AN angry son who pushed his wheelchair-bound father under a bus after three days of family squabbles has been sent to a Dawlish mental health hospital.

Jake O’Regan was wheeling his 58-year-old father David through the centre of Bideford in North Devon when he walked him into the path of the moving bus on the town’s quay.

The bus was in a line of traffic which had just pulled away from a red light at a crossing and the driver was able to brake in time to prevent a serious impact.

CCTV on the bus showed O’Regan and his father leaving the pavement and the bus swerving slightly to the right and stopping suddenly as it hit the wheelchair and tipped David O’Regan onto the road, where passers-by ran to his aid.

His son was seen hanging around the area but then walked the short distance to Bideford Police Station and said: ‘I’ve just pushed my father under a bus. I need to be detained. Voices told me to do it’.

He later claimed that his father had mistreated him over the past three or four days and he wanted his father to feel as he felt.

He said his father had been niggling him throughout the trip into Bideford, telling him he was pushing him too slowly and then complaining he was going too fast.

O’Regan is a former mental patient who had asked to be returned to hospital shortly before he carried out the attack in February this year. He also told police he had been speaking to God and was ‘in hell’.

A consultant psychiatrist said he has been treated for paranoid schizophrenia in the past and his current diagnosis is of a psycho affected disorder with auditory hallucinations and behavioural disturbance.

O’Regan, aged 27, of Barton Tors, Bideford, and now a patient at Langdon Hospital, Dawlish, admitted attempting to cause grievous bodily harm with intent and was made subject of a hospital order with a restriction on his release.

It means he will remain in hospital until doctors and the Ministry of Justice agree that it is safe to move him into the community.

Judge Timothy Rose told him the restriction was necessary for the protection of the public.

Mr Joss Ticehurst, prosecuting, said O’Regan walked into the police station at noon on February 2 this year to tell officers that he had pushed his father under a bus.

He told them: ‘Someone told me to do it. I had the urge. I’m sorry.’

Mr Richard Crabb, defending, said doctors treating O’Regan have recommended a hospital order.

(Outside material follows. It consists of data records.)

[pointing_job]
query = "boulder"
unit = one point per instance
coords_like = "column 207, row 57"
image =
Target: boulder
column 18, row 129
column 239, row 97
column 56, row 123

Dr Anil Mohandas, consultant psychiatrist at Langdon Hospital, said O’Regan was being treated in the community after his last discharge in 2019 but was due to be recalled on the day of the incident because of problems with him not taking medication.

O’Regan, who appeared by video link from hospital, told the judge: ‘I didn’t know who I was or where I was.

‘My dad was threatening to ram things down my throat if I didn’t take my medication.

‘If you looked at the other CCTV camera you would see he was whingeing at me all the way around town, saying speed up or slow down when I was pushing him.’